Diperkirakan hampir mencapai 10% penduduk dunia memiliki batu kandung empedu. (Kimura,
dkk. 2013). Tingginya jumlah penderita batu empedu di dunia dan juga tingginya komplikasi
yang ditimbulkan oleh penyakit kandung empedu, membuat kami memilih untuk membahas
mengenai kolelitiasis ini.
Setiap tahunnya beberapa ratus ribu penderita batu empedu menjalani pembedahan. Dua
dari tiga penderita batu empedu tidak mempunyai gejala atau keluhan terkait kondisi
kesehatannya (asimtomatik) dan yang berkembang menjadi nyeri kolik setiap tahunnya hanya 1-
4%. Sementara 12% pasien dengan gejala simtomatik batu empedu sudah mengalami
komplikasi, dan 50% pasien mengalami gejala nyeri kolik hebat.
Pada sekitar 80% dari kasus batu empedu, komponen terbesar yang terkandung dalam
batu empedu adalah kolesterol.
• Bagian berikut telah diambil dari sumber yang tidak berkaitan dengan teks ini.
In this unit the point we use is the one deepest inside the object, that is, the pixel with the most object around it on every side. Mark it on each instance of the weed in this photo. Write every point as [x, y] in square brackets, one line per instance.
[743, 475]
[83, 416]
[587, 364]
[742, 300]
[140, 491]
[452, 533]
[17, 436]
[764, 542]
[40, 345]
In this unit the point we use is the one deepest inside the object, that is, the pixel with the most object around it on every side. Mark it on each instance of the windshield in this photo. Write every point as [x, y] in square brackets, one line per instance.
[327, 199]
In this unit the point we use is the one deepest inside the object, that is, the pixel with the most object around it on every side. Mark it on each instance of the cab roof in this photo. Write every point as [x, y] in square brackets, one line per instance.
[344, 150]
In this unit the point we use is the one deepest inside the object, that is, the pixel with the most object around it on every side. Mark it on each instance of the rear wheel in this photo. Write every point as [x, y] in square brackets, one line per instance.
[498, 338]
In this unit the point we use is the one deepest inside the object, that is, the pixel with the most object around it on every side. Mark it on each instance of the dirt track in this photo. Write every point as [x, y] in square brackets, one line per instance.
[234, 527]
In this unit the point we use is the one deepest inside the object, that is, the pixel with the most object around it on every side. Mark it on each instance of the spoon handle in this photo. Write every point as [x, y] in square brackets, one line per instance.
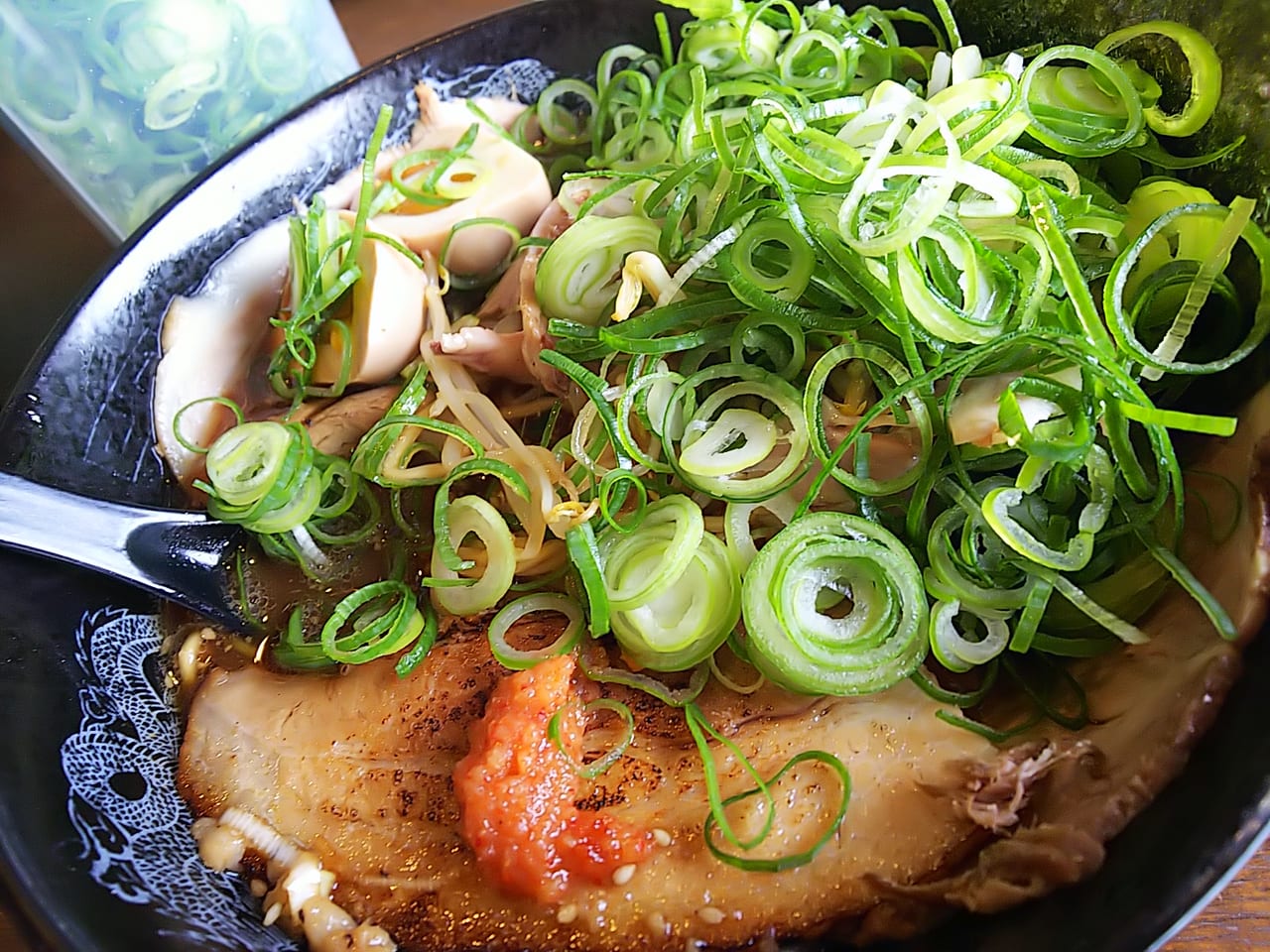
[182, 556]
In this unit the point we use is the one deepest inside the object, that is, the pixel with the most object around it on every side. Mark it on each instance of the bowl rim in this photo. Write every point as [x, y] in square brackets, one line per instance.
[1165, 920]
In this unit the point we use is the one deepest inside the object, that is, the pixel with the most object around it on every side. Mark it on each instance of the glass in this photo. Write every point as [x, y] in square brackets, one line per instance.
[127, 99]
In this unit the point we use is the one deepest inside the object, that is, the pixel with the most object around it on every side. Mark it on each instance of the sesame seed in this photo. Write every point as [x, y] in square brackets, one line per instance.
[567, 914]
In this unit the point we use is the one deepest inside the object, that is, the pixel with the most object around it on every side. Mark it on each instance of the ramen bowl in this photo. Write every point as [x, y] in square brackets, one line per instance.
[93, 835]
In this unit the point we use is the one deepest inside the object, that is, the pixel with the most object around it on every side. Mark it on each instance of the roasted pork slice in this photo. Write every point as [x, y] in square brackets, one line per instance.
[358, 769]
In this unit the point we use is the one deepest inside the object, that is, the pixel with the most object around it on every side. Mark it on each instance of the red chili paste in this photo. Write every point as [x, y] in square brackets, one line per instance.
[517, 791]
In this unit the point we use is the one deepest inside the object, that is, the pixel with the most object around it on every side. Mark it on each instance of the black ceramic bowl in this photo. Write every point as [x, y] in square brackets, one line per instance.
[91, 833]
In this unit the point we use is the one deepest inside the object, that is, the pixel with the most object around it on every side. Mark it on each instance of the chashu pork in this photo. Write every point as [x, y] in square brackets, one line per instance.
[357, 769]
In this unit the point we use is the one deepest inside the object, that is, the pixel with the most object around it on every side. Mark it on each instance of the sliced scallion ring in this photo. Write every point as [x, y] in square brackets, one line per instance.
[502, 624]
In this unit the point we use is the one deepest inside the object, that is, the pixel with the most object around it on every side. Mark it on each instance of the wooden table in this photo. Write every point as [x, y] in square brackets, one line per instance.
[49, 239]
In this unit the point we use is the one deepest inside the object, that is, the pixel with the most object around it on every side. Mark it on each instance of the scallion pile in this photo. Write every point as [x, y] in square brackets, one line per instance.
[870, 339]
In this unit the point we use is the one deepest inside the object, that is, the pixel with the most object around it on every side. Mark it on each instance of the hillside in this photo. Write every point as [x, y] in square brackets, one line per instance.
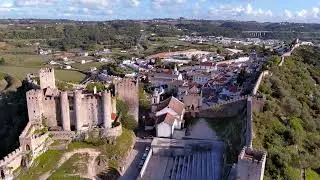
[289, 126]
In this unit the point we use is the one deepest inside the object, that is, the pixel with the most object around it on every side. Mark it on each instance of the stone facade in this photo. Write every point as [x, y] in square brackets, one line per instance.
[71, 110]
[128, 91]
[192, 99]
[64, 114]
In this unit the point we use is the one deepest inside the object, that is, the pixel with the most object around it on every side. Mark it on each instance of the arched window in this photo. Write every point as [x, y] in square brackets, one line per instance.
[27, 147]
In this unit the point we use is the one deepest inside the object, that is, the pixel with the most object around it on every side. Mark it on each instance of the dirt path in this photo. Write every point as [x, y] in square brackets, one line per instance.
[93, 153]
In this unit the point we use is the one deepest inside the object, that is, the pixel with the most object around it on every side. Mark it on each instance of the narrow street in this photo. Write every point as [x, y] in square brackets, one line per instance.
[131, 170]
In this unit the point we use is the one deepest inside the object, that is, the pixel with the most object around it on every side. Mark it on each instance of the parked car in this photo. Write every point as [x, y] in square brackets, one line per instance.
[141, 163]
[144, 156]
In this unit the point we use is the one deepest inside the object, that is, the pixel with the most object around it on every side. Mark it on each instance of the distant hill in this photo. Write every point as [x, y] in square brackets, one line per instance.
[289, 126]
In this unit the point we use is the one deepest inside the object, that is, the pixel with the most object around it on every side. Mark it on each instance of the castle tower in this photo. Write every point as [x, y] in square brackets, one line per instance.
[251, 164]
[77, 110]
[107, 109]
[47, 79]
[114, 105]
[65, 112]
[127, 89]
[34, 103]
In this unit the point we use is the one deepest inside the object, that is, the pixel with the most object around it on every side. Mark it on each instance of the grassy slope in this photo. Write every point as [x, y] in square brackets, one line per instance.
[21, 61]
[289, 126]
[48, 160]
[77, 164]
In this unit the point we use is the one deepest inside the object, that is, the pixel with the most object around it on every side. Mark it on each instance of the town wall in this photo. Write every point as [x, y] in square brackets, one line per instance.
[114, 132]
[35, 106]
[12, 160]
[228, 108]
[50, 110]
[257, 84]
[251, 164]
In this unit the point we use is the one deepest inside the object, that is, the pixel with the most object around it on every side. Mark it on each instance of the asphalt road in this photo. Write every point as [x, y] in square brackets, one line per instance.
[132, 168]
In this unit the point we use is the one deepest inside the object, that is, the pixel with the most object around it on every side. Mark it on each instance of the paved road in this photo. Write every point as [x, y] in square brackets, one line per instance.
[132, 170]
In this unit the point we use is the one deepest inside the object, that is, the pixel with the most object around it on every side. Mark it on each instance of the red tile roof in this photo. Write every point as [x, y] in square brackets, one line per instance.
[172, 103]
[113, 116]
[167, 118]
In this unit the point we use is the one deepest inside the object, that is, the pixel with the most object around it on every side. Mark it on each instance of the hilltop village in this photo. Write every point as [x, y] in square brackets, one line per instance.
[183, 112]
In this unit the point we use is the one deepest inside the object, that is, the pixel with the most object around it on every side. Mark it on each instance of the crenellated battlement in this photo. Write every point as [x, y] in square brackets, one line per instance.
[46, 70]
[252, 155]
[34, 93]
[11, 156]
[127, 82]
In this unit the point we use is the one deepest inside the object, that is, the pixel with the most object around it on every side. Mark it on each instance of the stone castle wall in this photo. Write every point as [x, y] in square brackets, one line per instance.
[228, 108]
[251, 164]
[257, 84]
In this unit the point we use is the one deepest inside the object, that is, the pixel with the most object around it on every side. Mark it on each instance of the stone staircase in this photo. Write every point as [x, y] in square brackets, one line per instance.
[197, 166]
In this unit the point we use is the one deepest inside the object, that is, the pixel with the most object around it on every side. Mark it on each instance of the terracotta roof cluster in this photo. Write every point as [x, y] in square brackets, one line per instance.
[172, 103]
[167, 118]
[207, 64]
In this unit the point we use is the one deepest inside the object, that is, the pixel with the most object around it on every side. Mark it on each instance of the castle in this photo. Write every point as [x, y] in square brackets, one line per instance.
[60, 115]
[128, 91]
[69, 111]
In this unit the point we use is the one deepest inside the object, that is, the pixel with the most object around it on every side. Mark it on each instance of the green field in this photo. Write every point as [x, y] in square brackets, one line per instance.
[48, 160]
[21, 61]
[71, 169]
[69, 76]
[42, 164]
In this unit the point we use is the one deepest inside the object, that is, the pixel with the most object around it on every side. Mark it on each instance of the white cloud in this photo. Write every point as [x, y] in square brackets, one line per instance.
[302, 13]
[315, 12]
[34, 2]
[161, 3]
[135, 3]
[6, 5]
[288, 13]
[229, 11]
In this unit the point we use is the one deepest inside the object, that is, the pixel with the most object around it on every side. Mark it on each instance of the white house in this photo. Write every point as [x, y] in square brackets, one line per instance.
[201, 78]
[169, 116]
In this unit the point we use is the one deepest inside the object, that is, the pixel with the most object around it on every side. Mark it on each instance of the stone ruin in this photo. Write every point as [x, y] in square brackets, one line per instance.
[60, 115]
[251, 164]
[128, 91]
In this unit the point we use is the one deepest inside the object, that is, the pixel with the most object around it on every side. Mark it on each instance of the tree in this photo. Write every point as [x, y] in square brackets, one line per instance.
[2, 61]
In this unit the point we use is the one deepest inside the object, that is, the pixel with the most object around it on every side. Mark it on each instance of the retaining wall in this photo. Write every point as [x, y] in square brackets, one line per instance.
[257, 84]
[145, 164]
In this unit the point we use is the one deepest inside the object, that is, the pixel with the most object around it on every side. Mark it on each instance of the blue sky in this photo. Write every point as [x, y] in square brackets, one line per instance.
[258, 10]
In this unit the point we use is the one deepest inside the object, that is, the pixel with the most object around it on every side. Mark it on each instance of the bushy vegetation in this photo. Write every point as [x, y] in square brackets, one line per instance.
[99, 86]
[289, 126]
[127, 120]
[14, 117]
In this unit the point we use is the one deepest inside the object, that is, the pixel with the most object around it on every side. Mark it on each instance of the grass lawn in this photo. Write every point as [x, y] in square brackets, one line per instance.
[21, 72]
[69, 76]
[42, 164]
[17, 71]
[48, 160]
[112, 151]
[229, 130]
[87, 66]
[71, 169]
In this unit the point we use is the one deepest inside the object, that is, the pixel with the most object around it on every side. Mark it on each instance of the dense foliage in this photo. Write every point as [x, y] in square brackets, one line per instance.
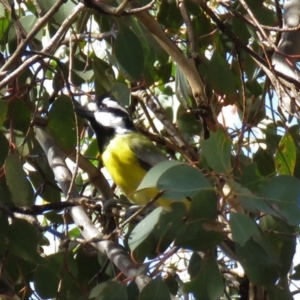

Biasanya batu tersebut juga mengandung kalsium karbonat,
fosfat atau bilirubinat, tetapi jarang terdapat baru murni yang terdiri dari satu komponen saja.
1.2       Rumusan Masalah
Rumusan masalah yang saya angkat dalam makalah ini, antara lain :
1.      Apa definisi batu empedu atau kolelitiasis ?
2.      Bagaimana asuhan keperawatan pada klien dengan kolelitiasis atau batu empedu ?

1.3       Tujuan
1.3.1    Tujuan Umum
1.                  Menjelaskan definisi dan konsep kolelitiasis.
2.                  Menjelaskan asuhan keperawatan pada klien dengan kolelitiasis.
1.3.2    Tujuan Khusus
1.                  Menjelaskan pengertian kolelitiasi.
2.                  Menjelaskan klasifikasi kolelitiasis
3.                  Menjelaskan etiologi dan faktor risiko kolelitiasis.
4.                  Menjelaskan manifestasi klinis kolelitiasis
5.                  Menjelaskan pemeriksaan penunjang kolelitiasis
6.                  Menjelaskan penatalaksanaan kolelitiasis
7.                  Menjelaskan komplikasi kolelitiasis
8.                  Menjelaskan asuhan keperawatan pada klien dengan kolelitiasis

1.4       Manfaat
Menambah pengetahuan dan wawasan khususnya mahasiswa keperawatan dan
masyarakat umum terkait konsep teori dan asuhan keperawatan pada klien dengan kolelitiasis.

BAB II
TEORI

2.1       PENGERTIAN
Batu empedu adalah penyakit dengan keadaan dimana terdapat atau terbentuk batu
empedu, bisa terdapat dalam kandung empedu (cholecystolithiasis) atau dalam duktus
choledochus (choledocholithiasis). (Patrick C. D. Gagola, dkk. 2015).
Kolelitiasis adalah penyakit batu empedu yang dapat ditemukan di dalam kandung
empedu atau di dalam saluran empedu, atau pada kedua-duanya. (Jojorita Herlianna, dkk. 2011).
Kolelitiasis (kalkulus/kalkuli, batu empedu) biasanya terbentuk dalam kandung empedu
dari unsur-unsur padat yang membentuk cairan empedu; batu empedu memiliki ukuran, bentuk
dan komposisi yang sangat bervariasi. (Brunner and Suddarth.2013).
Jadi, batu empedu atau kolelitiasis merupakan keadaan terdapat batu empedu dari unsur –
unsur padat yang membentuk cairan empedu, ditemukan didalam kandung empedu atau dalam
duktus koledokus. Kandung empedu merupakan kantong berongga berbentuk bulat lonjong
seperti buah advokat yang terletak tepat di bawah lobus kanan hati. Fungsi utama kandung
empedu adalah menyimpan dan memekatkan empedu.
2.2       PREVALENSI
Batu kandung empedu telah dikenal sejak ribuan tahun lalu dan pada abad ke 17 telah
dicurigai sebagai penyebab penyakit pada manusia. Di Amerika Serikat, terhitung lebih dari 20
juta orang Amerika dengan batu empedu dan dari hasil otopsi menunjukkan angka kejadian batu
empedu paling sedikit 20% pada wanita dan 8% pada laki-laki di atas umur empat puluhan. Di
Inggris, sekitar 5,5 juta orang dengan batu empedu dan dilakukan lebih dari 50 ribu
kolesistektomi tiap tahunnya. (Beckingham,2001).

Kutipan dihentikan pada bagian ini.